Aggh! It was so perfect. My dream is to work as a buyers broker, helping young  families find their perfect first home. I want to demystify the home buying process, empowering millennial couples to get the best deal and start their lives together on the right foot.

See, even real estate, something normally associated with investors, red tape, and $$$ can be romantic if you put the right spin on it.

I am thankful that the Lord placed that couple next to me. You see, I am a bit easily distracted when it comes to pursuing dreams. I’ve got a lot of energy, but sometimes it is hard for me to throw myself fully into pursuing one thing full-time. How do people let opportunities pass their peripheral vision without turning to look? I need 19th-century horse blinders.

Horse Racing

Here’s a powerful graphic from my favorite productivity book, Essentialism. It pretty fairly depicts the way I spend my energy versus the way I want to spend my energy:


My licensure course starts on the 20th. So it’s  a good thing that I was inspired to start studying, rather than sidelined by a potentially life-changing trip to jury duty.

All things work out for good.

A Little Perspective

I’ve driven across the country 21 times now; every time I am astounded again by the artistry and diversity of the landscape. From the majestic mountains of the Mojave desert and the sunsets of West Texas to the rolling hills of California, there is much to soak in and thank God for.


On this trip, the drive through the desert (always my favorite part) was extra special. Due to some unusual rainfall in the area, the hills and mountains were covered in grass so green I found myself wondering if it was real.

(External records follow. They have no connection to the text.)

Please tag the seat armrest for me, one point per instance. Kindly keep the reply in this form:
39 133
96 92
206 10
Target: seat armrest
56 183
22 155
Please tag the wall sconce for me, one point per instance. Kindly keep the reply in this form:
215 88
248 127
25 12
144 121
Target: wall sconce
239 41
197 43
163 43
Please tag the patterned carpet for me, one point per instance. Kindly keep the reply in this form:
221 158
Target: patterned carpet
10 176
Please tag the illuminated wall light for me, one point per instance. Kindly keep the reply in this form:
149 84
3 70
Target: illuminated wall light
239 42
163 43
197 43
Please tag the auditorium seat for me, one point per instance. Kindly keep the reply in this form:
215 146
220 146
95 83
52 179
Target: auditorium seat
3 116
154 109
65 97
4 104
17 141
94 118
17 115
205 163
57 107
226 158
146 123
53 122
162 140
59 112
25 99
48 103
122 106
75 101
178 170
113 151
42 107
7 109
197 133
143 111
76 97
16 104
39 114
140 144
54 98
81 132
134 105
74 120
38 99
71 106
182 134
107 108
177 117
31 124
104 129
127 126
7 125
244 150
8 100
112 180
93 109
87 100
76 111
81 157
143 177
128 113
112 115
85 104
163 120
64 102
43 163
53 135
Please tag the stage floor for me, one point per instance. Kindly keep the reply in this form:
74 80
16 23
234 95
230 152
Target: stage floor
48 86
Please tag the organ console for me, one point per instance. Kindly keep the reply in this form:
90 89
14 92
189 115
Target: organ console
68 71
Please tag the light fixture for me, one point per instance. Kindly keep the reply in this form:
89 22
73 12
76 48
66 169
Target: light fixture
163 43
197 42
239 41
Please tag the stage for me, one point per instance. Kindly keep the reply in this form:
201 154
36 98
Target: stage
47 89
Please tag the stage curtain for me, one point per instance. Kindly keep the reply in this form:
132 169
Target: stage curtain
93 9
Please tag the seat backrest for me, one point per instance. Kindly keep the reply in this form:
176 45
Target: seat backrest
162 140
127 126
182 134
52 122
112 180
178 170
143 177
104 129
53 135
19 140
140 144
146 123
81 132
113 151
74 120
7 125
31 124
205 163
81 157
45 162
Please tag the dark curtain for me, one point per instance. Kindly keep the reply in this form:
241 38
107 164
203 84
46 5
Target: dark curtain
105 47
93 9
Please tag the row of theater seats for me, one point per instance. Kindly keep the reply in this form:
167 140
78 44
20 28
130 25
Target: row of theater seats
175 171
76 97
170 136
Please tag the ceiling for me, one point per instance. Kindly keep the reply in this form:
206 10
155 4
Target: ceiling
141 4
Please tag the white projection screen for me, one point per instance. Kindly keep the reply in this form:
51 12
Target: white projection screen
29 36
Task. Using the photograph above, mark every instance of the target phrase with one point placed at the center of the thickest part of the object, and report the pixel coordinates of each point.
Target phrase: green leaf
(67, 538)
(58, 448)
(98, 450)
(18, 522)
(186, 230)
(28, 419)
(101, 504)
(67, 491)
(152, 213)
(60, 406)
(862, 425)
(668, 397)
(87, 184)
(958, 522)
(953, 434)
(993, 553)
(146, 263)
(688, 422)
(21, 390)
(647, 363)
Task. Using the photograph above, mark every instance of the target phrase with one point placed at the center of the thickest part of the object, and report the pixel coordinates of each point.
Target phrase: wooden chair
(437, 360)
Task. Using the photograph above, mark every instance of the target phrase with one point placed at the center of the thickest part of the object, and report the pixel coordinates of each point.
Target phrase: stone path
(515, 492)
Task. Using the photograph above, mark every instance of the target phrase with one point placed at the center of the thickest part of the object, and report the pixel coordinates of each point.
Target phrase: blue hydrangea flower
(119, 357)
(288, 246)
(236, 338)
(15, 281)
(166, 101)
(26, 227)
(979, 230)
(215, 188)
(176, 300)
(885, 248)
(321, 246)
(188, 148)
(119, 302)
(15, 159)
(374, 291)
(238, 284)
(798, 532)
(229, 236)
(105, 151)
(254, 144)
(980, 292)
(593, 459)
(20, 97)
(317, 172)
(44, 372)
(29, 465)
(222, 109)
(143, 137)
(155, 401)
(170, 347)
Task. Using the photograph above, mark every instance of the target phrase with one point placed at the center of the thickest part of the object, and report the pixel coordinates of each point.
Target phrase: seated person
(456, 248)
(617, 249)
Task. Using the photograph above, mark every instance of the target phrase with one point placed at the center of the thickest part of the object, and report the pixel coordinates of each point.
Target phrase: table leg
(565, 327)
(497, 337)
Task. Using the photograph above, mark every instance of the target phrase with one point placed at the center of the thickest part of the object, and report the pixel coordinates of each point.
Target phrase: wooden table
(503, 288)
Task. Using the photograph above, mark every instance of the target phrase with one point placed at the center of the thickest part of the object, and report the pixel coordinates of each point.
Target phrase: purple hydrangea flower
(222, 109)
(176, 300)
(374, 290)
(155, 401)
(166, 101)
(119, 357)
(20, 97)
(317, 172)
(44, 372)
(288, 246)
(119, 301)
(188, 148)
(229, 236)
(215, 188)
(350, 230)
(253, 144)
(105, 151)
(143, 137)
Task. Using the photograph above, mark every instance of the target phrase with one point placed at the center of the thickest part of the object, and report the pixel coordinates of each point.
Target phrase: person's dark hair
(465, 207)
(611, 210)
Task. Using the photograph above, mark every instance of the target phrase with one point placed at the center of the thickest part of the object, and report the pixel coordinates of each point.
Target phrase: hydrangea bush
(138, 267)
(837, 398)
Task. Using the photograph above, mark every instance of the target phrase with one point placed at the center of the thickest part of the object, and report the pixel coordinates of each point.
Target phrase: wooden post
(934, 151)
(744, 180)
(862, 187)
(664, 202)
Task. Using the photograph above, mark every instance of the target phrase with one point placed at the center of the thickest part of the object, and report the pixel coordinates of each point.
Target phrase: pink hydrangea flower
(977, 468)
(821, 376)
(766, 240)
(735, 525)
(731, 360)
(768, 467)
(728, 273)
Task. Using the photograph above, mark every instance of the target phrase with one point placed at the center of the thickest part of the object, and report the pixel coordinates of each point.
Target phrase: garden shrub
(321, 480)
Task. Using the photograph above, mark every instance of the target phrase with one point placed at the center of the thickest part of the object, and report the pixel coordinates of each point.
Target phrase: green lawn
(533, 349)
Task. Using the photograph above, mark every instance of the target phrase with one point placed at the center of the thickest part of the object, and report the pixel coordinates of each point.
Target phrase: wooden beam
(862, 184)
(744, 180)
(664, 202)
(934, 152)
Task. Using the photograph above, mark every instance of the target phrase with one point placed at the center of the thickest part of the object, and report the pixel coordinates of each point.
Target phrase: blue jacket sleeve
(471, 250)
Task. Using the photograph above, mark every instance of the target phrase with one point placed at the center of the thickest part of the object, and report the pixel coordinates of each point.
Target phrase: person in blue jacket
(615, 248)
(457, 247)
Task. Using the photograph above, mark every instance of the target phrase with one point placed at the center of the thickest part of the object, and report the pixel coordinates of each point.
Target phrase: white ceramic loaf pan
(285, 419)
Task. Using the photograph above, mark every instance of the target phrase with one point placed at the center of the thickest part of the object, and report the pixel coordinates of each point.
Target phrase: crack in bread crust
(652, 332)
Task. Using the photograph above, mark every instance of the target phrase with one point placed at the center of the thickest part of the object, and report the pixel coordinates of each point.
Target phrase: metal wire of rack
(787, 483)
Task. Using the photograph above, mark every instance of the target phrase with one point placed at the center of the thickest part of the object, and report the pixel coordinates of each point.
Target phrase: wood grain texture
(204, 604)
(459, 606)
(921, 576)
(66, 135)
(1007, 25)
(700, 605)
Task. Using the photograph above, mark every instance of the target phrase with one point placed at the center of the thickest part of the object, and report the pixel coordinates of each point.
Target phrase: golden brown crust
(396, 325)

The brown hills of the I-5 had been completely transformed from this:

via Les Schwab 

To this:

via Pinterest

I dared not try to capture the scenery with my mediocre iPhone photography. Even pro photos don’t do it justice.

Imagine! Lying just beneath the surface of the desert dryness are seeds, ever ready. With just a little bit of rainfall, the entire landscape is transformed (into something I imagine heaven to look like).

I wonder if you could turn that into a metaphor for the dry spells of our lives?

The wilderness and the solitary place shall be glad for them; and the desert shall rejoice, and blossom as the rose. It will burst into bloom; it will rejoice greatly and shout for joy.
The glory of Lebanon will be given to it…

Isaiah 35:1-2a. 

Another highlight of the trip was taking my niece and nephew up to my favorite lil spot on planet earth, Muir Woods National Monument.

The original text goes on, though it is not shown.